Pour l'ensemble de ces explorations:
- le patient doit être à jeun ; il est accompagné dans la salle spécialement équipée pour ces examens. Il est ensuite allongé sur la table d'examen et recouvert de tissus (champs) stériles. Le médecin réalise alors une anesthésie locale autour du vaisseau qui doit être ponctionné.
Le vaisseau le plus souvent ponctionné est l'artère fémorale (au niveau de l'aine) droite ou gauche.
L'examen n'est pas douloureux ; il existe simplement de fugaces sensations de chaleur lors de certaines injections (par exemple à une ou deux reprises lors de la coronarographie).
Il dure en général de 45 à 90 minutes.
Après l'examen, afin d'éviter un saignement important, l'artère ponctionnée est comprimée par un pansement. Il est alors nécessaire de rester allongé et d’immobiliser le membre ponctionné jusqu'au lendemain le plus souvent.
Le patient sort en général de l’hôpital le lendemain de l’intervention.

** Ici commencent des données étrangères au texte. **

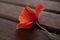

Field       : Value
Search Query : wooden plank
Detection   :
[1,0,60,12]
[0,3,60,33]
[0,18,51,40]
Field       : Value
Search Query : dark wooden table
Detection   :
[0,0,60,40]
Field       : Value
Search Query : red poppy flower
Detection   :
[16,4,44,29]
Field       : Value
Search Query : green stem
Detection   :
[36,22,60,40]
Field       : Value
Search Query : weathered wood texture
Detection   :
[1,0,60,12]
[0,3,60,33]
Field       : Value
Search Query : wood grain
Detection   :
[0,3,60,33]
[1,0,60,12]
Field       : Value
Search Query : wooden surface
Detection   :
[0,18,60,40]
[0,0,60,40]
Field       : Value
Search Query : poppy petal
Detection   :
[16,6,35,29]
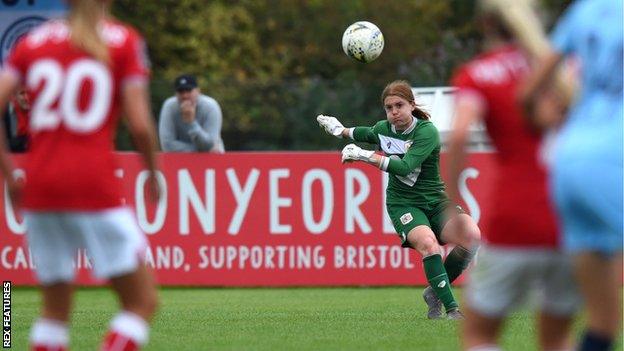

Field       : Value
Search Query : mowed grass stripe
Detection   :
[7,287,622,351]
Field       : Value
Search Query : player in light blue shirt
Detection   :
[525,0,624,350]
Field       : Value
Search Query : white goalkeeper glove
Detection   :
[342,144,375,163]
[316,115,345,138]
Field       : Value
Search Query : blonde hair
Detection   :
[68,0,110,64]
[381,80,430,120]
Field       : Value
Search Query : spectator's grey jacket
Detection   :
[158,95,224,153]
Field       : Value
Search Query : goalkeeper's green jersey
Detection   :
[353,118,448,209]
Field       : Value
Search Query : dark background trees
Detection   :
[113,0,569,150]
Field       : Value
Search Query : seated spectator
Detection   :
[158,74,224,153]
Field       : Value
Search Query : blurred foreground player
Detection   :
[0,0,159,350]
[448,2,579,351]
[523,0,624,350]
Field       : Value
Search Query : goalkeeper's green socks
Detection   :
[444,245,477,283]
[423,254,459,312]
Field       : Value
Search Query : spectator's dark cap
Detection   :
[173,74,197,91]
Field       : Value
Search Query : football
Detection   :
[342,21,384,63]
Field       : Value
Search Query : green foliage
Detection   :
[113,0,569,150]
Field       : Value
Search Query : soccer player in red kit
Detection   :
[0,0,159,350]
[448,2,579,351]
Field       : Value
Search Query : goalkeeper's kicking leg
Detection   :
[406,225,462,319]
[423,206,481,319]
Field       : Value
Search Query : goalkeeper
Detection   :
[317,81,480,319]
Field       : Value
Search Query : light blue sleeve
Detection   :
[550,1,583,55]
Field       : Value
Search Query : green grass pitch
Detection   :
[7,287,622,351]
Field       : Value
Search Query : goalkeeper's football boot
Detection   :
[446,308,465,321]
[423,286,444,319]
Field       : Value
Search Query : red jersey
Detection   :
[5,21,148,210]
[452,45,558,247]
[11,97,30,136]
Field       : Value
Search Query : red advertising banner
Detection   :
[0,152,495,286]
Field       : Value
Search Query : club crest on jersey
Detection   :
[403,140,414,152]
[400,212,414,225]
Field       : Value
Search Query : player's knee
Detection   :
[416,235,440,256]
[459,217,481,248]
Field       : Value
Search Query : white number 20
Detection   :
[26,59,112,133]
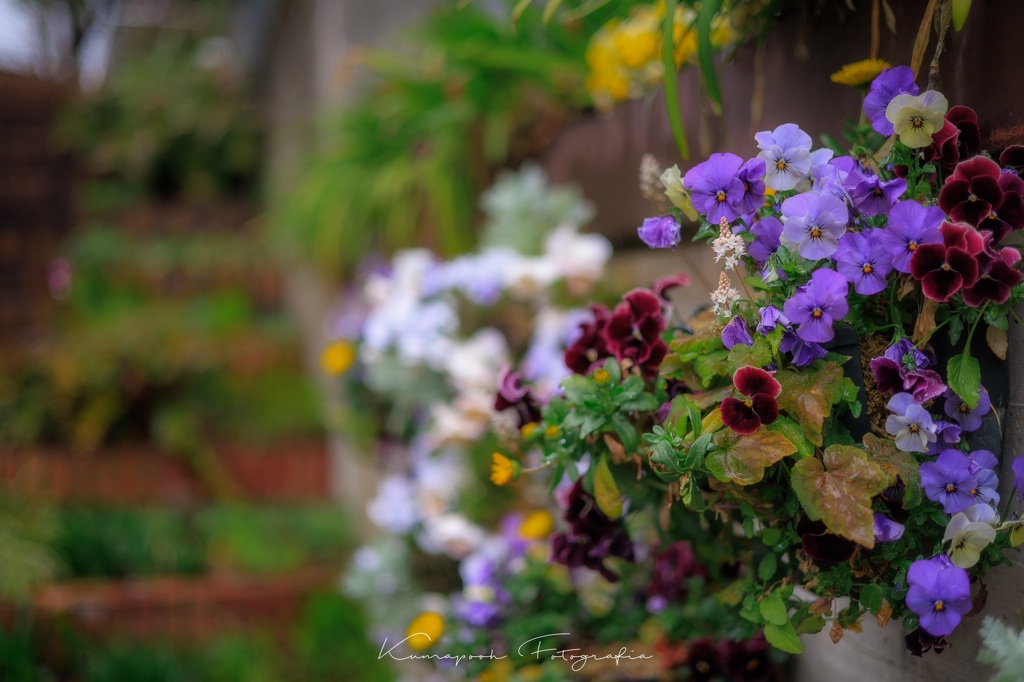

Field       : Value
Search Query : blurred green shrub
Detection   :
[52,503,354,578]
[58,31,260,204]
[271,0,635,275]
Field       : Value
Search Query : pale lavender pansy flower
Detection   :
[864,67,921,135]
[918,448,984,514]
[782,268,850,343]
[882,201,945,273]
[886,393,936,453]
[835,229,893,296]
[781,194,850,260]
[683,153,745,223]
[637,215,680,249]
[906,554,971,637]
[754,123,812,191]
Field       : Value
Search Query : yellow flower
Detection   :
[615,23,658,69]
[321,339,355,377]
[490,453,520,485]
[886,90,949,148]
[519,509,555,540]
[831,59,891,88]
[406,611,444,651]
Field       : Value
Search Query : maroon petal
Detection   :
[732,366,782,398]
[751,393,778,424]
[722,396,761,435]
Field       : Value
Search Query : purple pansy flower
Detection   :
[871,338,946,402]
[733,159,765,216]
[754,123,811,191]
[782,268,850,343]
[683,153,744,223]
[850,175,906,216]
[835,229,893,296]
[722,315,754,350]
[778,332,828,367]
[782,194,850,260]
[757,305,790,335]
[874,512,906,543]
[906,554,971,637]
[921,450,983,514]
[886,393,936,453]
[746,216,782,263]
[942,387,992,431]
[882,201,945,273]
[637,215,680,249]
[864,67,921,135]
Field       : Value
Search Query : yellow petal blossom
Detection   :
[831,59,892,88]
[406,611,444,651]
[490,453,521,485]
[321,339,356,377]
[519,509,555,540]
[886,90,949,148]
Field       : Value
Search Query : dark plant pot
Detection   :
[932,325,1010,457]
[822,325,871,442]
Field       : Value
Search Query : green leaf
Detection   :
[952,0,971,31]
[729,336,772,373]
[705,428,797,485]
[765,623,804,653]
[662,0,690,161]
[759,592,790,626]
[594,455,623,519]
[758,552,778,583]
[775,363,843,445]
[696,0,722,116]
[946,348,981,410]
[791,445,893,548]
[768,417,814,459]
[860,583,885,615]
[864,433,922,509]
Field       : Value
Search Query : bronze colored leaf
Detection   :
[792,445,894,548]
[705,427,797,485]
[775,363,843,445]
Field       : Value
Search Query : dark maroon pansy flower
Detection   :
[961,240,1022,308]
[722,366,782,435]
[565,304,611,374]
[922,120,961,172]
[978,173,1024,244]
[551,479,636,583]
[910,220,985,303]
[604,289,669,376]
[999,144,1024,175]
[721,633,775,682]
[797,516,857,563]
[939,157,1002,227]
[686,637,722,682]
[647,540,708,602]
[495,370,541,428]
[903,628,950,657]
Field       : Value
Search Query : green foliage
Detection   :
[272,3,599,273]
[52,504,352,578]
[58,30,260,203]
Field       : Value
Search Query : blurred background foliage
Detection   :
[270,0,637,276]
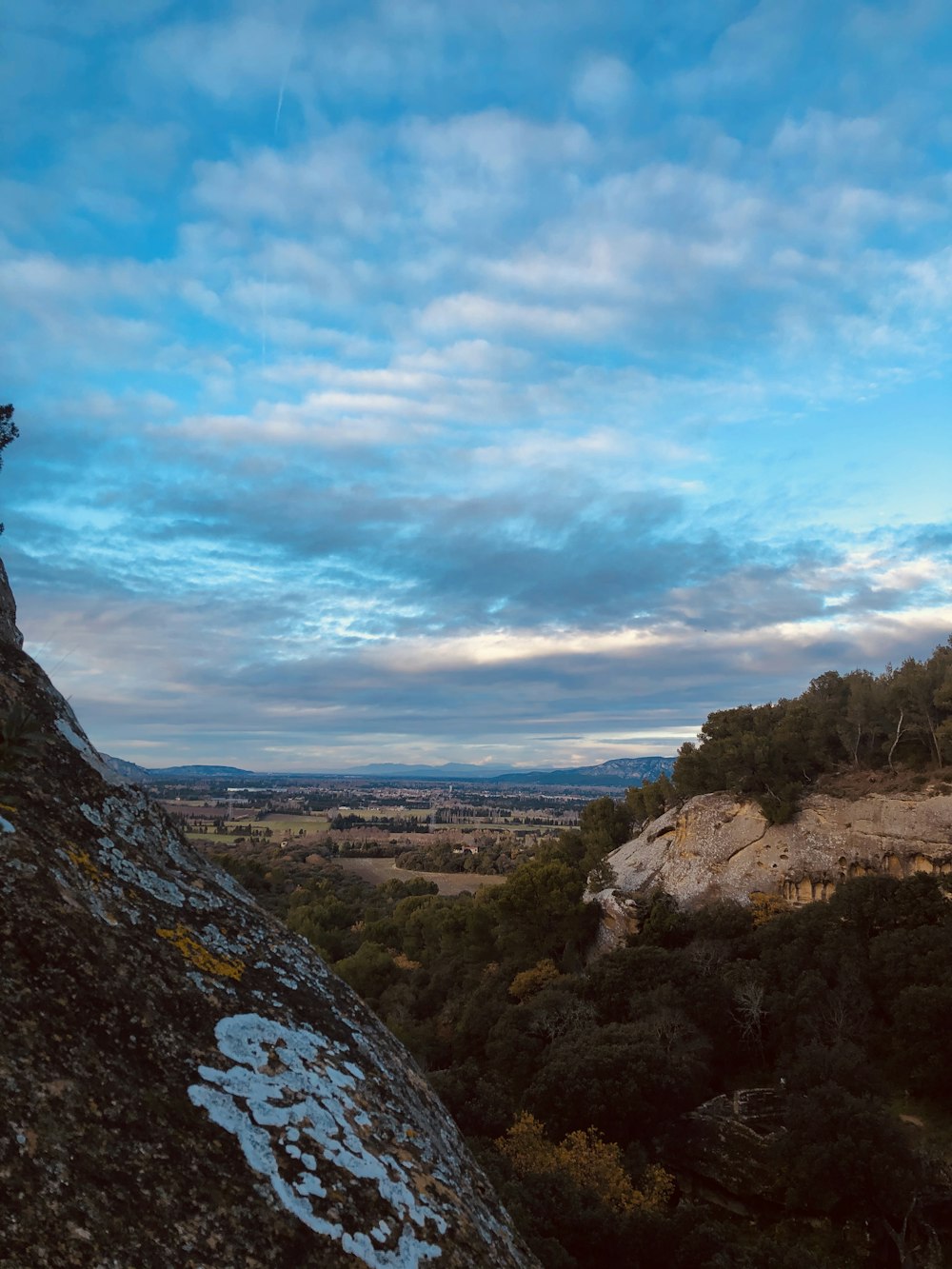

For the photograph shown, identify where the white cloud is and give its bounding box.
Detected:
[571,54,636,115]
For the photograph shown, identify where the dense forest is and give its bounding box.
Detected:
[222,776,952,1269]
[628,637,952,823]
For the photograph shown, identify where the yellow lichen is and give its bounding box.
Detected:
[155,922,245,982]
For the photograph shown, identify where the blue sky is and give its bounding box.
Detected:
[0,0,952,770]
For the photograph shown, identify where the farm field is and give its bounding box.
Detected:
[334,858,506,895]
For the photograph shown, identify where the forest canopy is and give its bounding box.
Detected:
[628,637,952,823]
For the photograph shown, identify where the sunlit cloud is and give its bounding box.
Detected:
[0,0,952,769]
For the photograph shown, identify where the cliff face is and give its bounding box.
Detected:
[0,565,534,1269]
[599,793,952,942]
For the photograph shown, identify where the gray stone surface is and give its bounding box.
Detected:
[0,563,534,1269]
[598,792,952,946]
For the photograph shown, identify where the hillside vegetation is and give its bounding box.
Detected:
[219,798,952,1269]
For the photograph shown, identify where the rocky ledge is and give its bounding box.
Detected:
[0,565,534,1269]
[598,789,952,946]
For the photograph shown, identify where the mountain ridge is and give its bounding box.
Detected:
[103,754,675,788]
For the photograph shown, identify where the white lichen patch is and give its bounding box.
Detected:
[56,718,126,785]
[188,1014,446,1269]
[98,838,186,907]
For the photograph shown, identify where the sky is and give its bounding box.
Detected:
[0,0,952,770]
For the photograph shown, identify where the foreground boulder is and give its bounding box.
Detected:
[0,565,534,1269]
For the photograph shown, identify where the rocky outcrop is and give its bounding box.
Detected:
[663,1089,784,1216]
[0,560,23,648]
[0,570,534,1269]
[599,792,952,938]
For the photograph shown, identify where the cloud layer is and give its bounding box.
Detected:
[0,0,952,769]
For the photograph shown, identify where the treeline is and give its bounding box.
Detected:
[215,798,952,1269]
[627,638,952,823]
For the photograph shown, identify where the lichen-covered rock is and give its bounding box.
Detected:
[0,566,534,1269]
[598,792,952,945]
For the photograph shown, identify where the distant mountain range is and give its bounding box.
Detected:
[492,758,675,788]
[103,754,258,783]
[103,754,674,788]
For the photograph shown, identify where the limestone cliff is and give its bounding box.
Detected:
[0,566,534,1269]
[599,790,952,942]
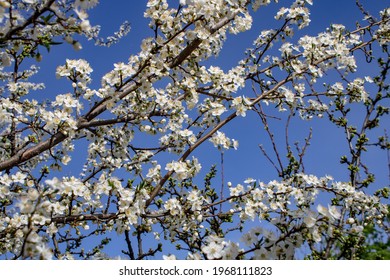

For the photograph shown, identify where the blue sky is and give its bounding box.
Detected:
[24,0,390,260]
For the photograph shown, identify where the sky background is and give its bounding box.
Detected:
[23,0,390,258]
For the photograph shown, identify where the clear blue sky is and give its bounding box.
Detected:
[30,0,390,260]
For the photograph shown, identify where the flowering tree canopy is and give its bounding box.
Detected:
[0,0,390,259]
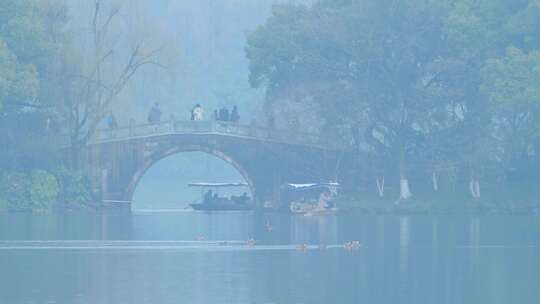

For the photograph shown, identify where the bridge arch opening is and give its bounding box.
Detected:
[132,146,255,209]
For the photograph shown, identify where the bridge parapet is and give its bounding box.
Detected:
[85,121,346,150]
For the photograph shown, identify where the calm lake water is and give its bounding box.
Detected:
[0,212,540,304]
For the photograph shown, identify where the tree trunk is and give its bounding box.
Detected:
[431,171,439,191]
[469,164,480,199]
[399,147,412,200]
[376,177,384,197]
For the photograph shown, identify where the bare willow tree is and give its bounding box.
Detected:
[58,0,160,164]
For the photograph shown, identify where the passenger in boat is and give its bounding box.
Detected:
[317,190,332,210]
[204,190,213,204]
[238,192,249,204]
[219,107,230,121]
[231,106,240,123]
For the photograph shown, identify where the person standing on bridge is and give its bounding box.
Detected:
[219,107,229,121]
[107,111,118,130]
[192,104,204,121]
[148,102,161,123]
[231,106,240,123]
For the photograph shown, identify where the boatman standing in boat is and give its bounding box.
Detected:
[204,190,214,204]
[317,190,332,211]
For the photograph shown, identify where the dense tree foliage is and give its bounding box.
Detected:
[246,0,540,199]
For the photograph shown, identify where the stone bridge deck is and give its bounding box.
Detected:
[88,121,347,151]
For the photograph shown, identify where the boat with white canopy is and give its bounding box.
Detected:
[188,182,255,211]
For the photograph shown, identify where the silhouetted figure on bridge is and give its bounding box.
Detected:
[148,102,161,123]
[203,190,214,204]
[106,112,118,130]
[231,106,240,123]
[219,107,229,121]
[191,104,204,121]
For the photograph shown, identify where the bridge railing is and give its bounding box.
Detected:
[90,121,343,149]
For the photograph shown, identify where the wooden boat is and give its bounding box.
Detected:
[188,183,255,211]
[282,183,339,216]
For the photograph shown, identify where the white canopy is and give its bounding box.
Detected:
[286,183,339,190]
[188,183,249,188]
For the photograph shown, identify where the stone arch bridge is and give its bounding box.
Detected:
[74,121,344,206]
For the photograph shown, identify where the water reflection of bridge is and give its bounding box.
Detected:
[73,121,346,209]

DONNÉES STATISTIQUES ET RISQUES :
Il se pratique en France environ :
180.000 coronarographies par an
50.000 angioplasties coronaires par an
Les principaux risques envisageables sont les suivants :
Hématomes au niveau du vaisseau ponctionné : de l’ordre de 1%
Réactions allergiques vraies aux produits de contraste : tout à fait rares
Réactions allergiques mineures aux produits de contraste : 1 à 4%
Réactions graves telles que troubles du rythme cardiaque, accidents vasculaires cérébraux, infarctus du myocarde, insuffisance rénale aiguë, décès : la fréquence de ces accidents est de l’ordre de 1 pour mille pour chacune de ces complications. A noter que ces risques sont légèrement plus importants lors de la réalisation d’angioplasties (5 pour mille
Réalisation d’un pontage coronarien en urgence : de l’ordre de 2 à 4 pour mille.
Resténose des rétrécissements traités : de l’ordre de 10 à 30 % qui peut survenir dans les 6 mois de l’intervention. Ce risque est plus faible en cas d’utilisation de stents dits «actifs» (7 %). Une nouvelle angioplastie peut alors être pratiquée.